The contract between the WPCA and the union has traditionally, since 1993, been left to the WPCA to negotiate, including the 2018 contract that expired in June of 2023. A new contract was signed between the union and the WPCA in March of 2023, according to the labor board decision.
However, also in March of 2023, just eleven days after the WPCA and union signed their contract, East Windsor First Selectman Jason Bowsza informed the WPCA that the town intended to renegotiate union pension terms. In June, after the collective bargaining agreement was filed with the Town Clerk’s office, town attorney Joshua Hawks-Ladd issued a letter stating the pension benefits in the contract were void “because they ignored Bowsza’s March 23rd demand to negotiate.”
From March 2024 to May of 2024, the Town, WPCA and the union exchanged emails with proposals and counterproposals until the union suddenly ceased negotiating.
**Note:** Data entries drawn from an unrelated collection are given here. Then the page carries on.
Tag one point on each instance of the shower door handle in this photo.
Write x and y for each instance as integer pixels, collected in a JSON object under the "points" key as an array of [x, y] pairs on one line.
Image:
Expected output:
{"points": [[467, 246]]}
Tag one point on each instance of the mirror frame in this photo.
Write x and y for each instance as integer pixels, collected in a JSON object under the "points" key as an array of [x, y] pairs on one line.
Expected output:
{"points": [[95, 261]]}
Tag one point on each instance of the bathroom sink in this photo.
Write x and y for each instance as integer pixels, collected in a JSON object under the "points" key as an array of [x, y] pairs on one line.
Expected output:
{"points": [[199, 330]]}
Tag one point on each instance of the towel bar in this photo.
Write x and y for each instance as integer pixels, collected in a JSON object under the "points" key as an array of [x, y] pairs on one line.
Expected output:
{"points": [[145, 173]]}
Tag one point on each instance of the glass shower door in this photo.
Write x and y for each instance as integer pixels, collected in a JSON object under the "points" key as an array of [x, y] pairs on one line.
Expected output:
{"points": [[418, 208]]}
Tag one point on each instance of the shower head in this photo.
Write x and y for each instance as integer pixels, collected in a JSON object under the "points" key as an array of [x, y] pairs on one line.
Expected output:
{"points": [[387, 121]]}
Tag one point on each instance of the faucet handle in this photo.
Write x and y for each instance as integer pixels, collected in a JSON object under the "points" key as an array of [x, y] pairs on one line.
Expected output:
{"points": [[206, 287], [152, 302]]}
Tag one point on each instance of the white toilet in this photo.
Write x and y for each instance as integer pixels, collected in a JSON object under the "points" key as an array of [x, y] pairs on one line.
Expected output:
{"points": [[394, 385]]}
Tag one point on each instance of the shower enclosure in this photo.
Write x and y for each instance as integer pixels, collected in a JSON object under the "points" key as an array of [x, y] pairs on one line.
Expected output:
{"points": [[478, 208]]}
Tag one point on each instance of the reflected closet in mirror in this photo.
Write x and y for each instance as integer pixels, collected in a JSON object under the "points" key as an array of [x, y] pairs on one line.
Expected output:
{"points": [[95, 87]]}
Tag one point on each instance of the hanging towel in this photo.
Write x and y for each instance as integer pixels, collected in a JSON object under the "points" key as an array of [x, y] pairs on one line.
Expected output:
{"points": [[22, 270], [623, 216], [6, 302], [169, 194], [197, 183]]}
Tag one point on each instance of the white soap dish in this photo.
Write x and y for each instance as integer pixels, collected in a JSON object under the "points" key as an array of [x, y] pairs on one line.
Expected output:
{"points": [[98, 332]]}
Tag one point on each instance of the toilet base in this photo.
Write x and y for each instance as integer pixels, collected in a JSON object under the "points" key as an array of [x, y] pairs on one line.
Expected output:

The Town filed a complaint with the CSLRB alleging the union violated the Municipal Employee Relations Act by walking away and asking the board to direct the union to bargain pension benefits with the town, and to nullify the last three collective bargaining agreements.
According to the board’s decision, however, the WPCA retained the ability to bargain the union contracts until the town revoked its authority in March of 2023; the WPCA was granted authority to negotiate contracts under a decision by the East Windsor Pension Board in 2001, and therefore all the contracts and pension provisions within them “was a legitimate exercise of that continuing authority.”
“The Pension Board did not indicate that the grant of authority expired on a date certain. Nor did it indicate that the WPCA needed to seek renewed bargaining authority prior to engaging in future negotiations or reserve ‘final approval’ over terms of participation in the Plan as it did with the Department of Public Works and the Housing Authority,” the decision states.
The Board also determined that adjustment of the pension multiplier was not a matter that needed come before the Board of Selectmen because it did not constitute a “request for funds,” and because the WPCA paid the annual pension contribution from its own funds.
Nevertheless, the board determined the Town retains the right to negotiate pension provisions in the most recent contract and moving forward, and while the union can resort to binding arbitration if an agreement is not reached, “they cannot merely walk away.”
“Accordingly, we find that the Union violated the duty to bargain in good faith when it unilaterally ceased negotiating in May 2024,” the CSLRB wrote. “The Town’s request for a make whole remedy, including retroactive payments and legal fees is denied.”
The CSLRB issued a declaratory ruling that “The East Windsor WPCA has no authority to negotiate changes in the Pension Plan without the Town’s consent,” and ordered the union to cease and desist from refusing to bargain with the Town.